Construction begins with proper selection of building materials. For a typical .40 size model, all the materials can be readily found off-the-shelf in local hardware and hobby stores. For example, the leaf springs can be made from a single tang of a leaf rake. This material is stiff enough to make a good spring yet soft enough to be drilled. The eyelets and washers can come from excess servo parts. The aluminum, brass, and wire may be purchased from a hobby or hardware store, but more often can be scavenged from materials left over from other building projects. The tiller springs can be made from old ball point pens. The descriptive illustration shown comes from Howard Sullivan and is briefly summarized in the following paragraph:
The tailwheel caster assembly is bent to shape based on the size of the tailweel being used. In this case, 3/32" (2.4 mm) music wire is used with a 1" (2.5 cm) tailwheel. The wire is bent to clear the tailwheel with a minimum of clearance. It is affixed to the leaf springs by eyelets and washers, the latter of which are soldered in place. The upper stem of the caster may be oversized initially and then cut off after final soldering.
The length of the main (longest) leaf spring must be determined first. A cardboard template can be cut 1/4'' x 6'' (6 mm x 15 cm) and held in place to determine the location of the tailwheel. The main spring is cut with about 1/2'' (13 mm) extra which will be removed after final adjustments are made. The curve can be bent into the main spring with the end bent so that it is approximately parallel with the ground when installed. The other springs are cut progressively shorter, and their lengths are not critical.
After all of the springs are bent to mating contours, they are clamped together and two (2) 1/16'' (1.5 mm) pilot holes are drilled for mounting holes. The springs can be separated and each hole drilled out with a 3/32'' (2.4 mm) drill. The holes should be slightly larger than the screws that are to be used for mounting. A 3/32'' hole (2.4 mm) hole is drilled in the main spring for the caster assembly.
The tailwheel should be assembled to the model and test fitted before the final assembly. The caster assembly is placed through the hole in the main spring. A washer is placed on the stem of the caster onto the top of the main spring, then an eyelet then the tiller. The caster can be turned upside down with the stem in a vise and the tiller on the top of the vise. Finally, the tiller, the eyelet, and the washer are soldered by allowing the solder to wick between the parts. When this is complete, the assembly may be painted to match the model.
The tiller springs can be stretched to achieve the right amount of tension. The tailwheel is installed on the caster and a pushnut is pressed on. The excess length of the axle and the stem can be trimmed off. The flat of the main spring should be bent so that it is parallel with the ground and the excess trimmed off.

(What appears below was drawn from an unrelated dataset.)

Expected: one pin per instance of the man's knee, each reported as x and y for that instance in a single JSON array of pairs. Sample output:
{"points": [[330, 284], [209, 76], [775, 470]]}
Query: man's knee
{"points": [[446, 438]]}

This tailwheel assembly looks good and it is functional. The weight that is added by these modifications is surprisingly low. One can even save some weight by making one's own tailwheels, using liteply for the wheel center, and a thin layer of rubber scavenged from old RC wheels or even old bicycle tires. A 3/4'' tailwheel made in this fashion weighs only a few grams, or a fraction of an ounce. The assembly is functionally far superior to plastic tail wheel assemblies and will outlast almost anything that is commercially available. Try it!